This Buddhist vegetarian stew, known as jai in Cantonese, is traditionally served on the first day of the Chinese New Year to bring good luck. Chowhound Melanie Wong introduced us to her Aunt Ruby Tom, who made this healthy, complex dish for our Cooking with Grandma video series. Ruby adapted the stew from a Buddhist teacher in San Francisco and has been serving it to family and friends for over 20 years.
What to buy: The ingredients for jai can be found in large Asian grocery stores such as 99 Ranch.
Dried shiitake mushrooms can be either black or dark brown; they have a strong meaty flavor, and need to be rehydrated before use.
Dried bean curd sticks are made from the surface film that forms during soy milk production. This film is collected, dried, and rolled up into sticks that must be rehydrated before use. If you can’t find the dried bean curd sticks, substitute 8 ounces of the fresh film, also known as yuba, and skip the soaking process.
Used in Chinese cooking to represent wealth, dried lily buds, also known as golden needles or tiger lily buds, are the dried golden buds of the daylily plant. They are often tied into knots after soaking to add texture.
Dried black moss, also known as fat choy in Cantonese, is a black hairlike moss grown in the deserts of China and Mongolia. It symbolizes prosperity and is a traditional component in jai. Relatively tasteless, this moss must first be rehydrated, but will absorb the flavor of the dish that it’s cooked in. Order dried black moss online or find it in the dried goods section in Asian markets.
Dried black fungus, also known as cloud ear or wood ear, is a black or dark brown, frilly fungus grown on trees and often used in Asian cooking. After a soak in water, it swells in size and has a slightly crunchy texture. Fresh black fungus can occasionally be found in the refrigerated case of Asian markets, and the dried version in the dried goods section.
Deep-fried tofu pockets are small, puffed tofu squares. They absorb a lot of flavor and liquid when cooked and can be found next to the regular tofu in the refrigerated section in Asian markets.
Fried gluten balls are made of wheat gluten, water, and oil. These small, 2-inch balls are often found next to the regular tofu in the refrigerated section of Asian markets.
Ginkgo nuts have a delicate and slightly sweet interior surrounded by a hard shell and skin that must be removed before cooking. Freshly shelled ginkgo nuts can be found in the refrigerated produce section of Asian markets. Or substitute the fresh with canned ginkgo nuts.

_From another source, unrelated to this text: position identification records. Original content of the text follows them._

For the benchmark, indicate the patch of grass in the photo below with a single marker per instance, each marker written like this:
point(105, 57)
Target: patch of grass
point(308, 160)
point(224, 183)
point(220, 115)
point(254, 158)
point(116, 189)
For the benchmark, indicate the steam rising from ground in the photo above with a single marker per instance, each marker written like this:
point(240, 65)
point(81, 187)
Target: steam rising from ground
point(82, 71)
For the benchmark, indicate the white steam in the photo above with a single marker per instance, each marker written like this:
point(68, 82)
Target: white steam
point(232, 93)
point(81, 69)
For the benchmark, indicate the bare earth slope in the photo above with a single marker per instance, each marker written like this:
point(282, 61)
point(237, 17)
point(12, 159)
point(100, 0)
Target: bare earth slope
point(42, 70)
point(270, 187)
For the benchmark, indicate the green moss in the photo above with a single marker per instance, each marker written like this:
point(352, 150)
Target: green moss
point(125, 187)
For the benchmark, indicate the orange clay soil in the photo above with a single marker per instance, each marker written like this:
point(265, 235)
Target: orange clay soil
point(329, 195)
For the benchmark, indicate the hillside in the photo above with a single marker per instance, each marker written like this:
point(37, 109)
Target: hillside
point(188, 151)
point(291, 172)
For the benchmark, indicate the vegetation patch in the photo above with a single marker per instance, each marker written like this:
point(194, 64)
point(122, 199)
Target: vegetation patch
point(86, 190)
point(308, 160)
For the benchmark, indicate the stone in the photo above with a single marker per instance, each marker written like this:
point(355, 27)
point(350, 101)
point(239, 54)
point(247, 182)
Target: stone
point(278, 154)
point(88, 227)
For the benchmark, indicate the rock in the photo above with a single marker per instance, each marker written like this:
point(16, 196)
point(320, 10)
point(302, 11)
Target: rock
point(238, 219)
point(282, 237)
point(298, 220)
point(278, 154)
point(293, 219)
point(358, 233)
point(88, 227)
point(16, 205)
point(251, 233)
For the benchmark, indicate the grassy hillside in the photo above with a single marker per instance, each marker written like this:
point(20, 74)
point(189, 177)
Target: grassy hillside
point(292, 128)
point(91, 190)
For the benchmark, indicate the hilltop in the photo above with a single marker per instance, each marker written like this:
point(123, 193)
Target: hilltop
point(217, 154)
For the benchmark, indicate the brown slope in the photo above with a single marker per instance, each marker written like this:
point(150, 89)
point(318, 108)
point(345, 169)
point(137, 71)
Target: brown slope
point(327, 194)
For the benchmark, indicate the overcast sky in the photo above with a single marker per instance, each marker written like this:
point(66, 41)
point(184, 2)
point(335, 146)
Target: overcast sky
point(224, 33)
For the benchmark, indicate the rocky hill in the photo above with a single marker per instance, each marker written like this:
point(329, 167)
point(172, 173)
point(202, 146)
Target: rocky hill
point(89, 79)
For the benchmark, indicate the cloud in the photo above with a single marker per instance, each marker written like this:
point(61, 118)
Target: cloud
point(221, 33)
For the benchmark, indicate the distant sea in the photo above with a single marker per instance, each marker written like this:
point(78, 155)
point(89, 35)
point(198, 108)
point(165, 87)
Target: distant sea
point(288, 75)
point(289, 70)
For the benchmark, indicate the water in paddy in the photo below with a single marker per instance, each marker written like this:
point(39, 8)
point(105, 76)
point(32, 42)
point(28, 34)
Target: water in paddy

Fresh bamboo shoots are boiled and can be found in the refrigerated produce section of most Asian markets. Canned bamboo shoots are readily available in most supermarkets. If possible, purchase canned bamboo shoot halves packed in water; they have a fresher flavor than presliced bamboo shoots.
Special equipment: If you don’t have a wok, use a large frying pan as a substitute. But don’t use a nonstick pan, because the high heat may damage it.
Game plan: You’ll need to start the steamed rice before you begin.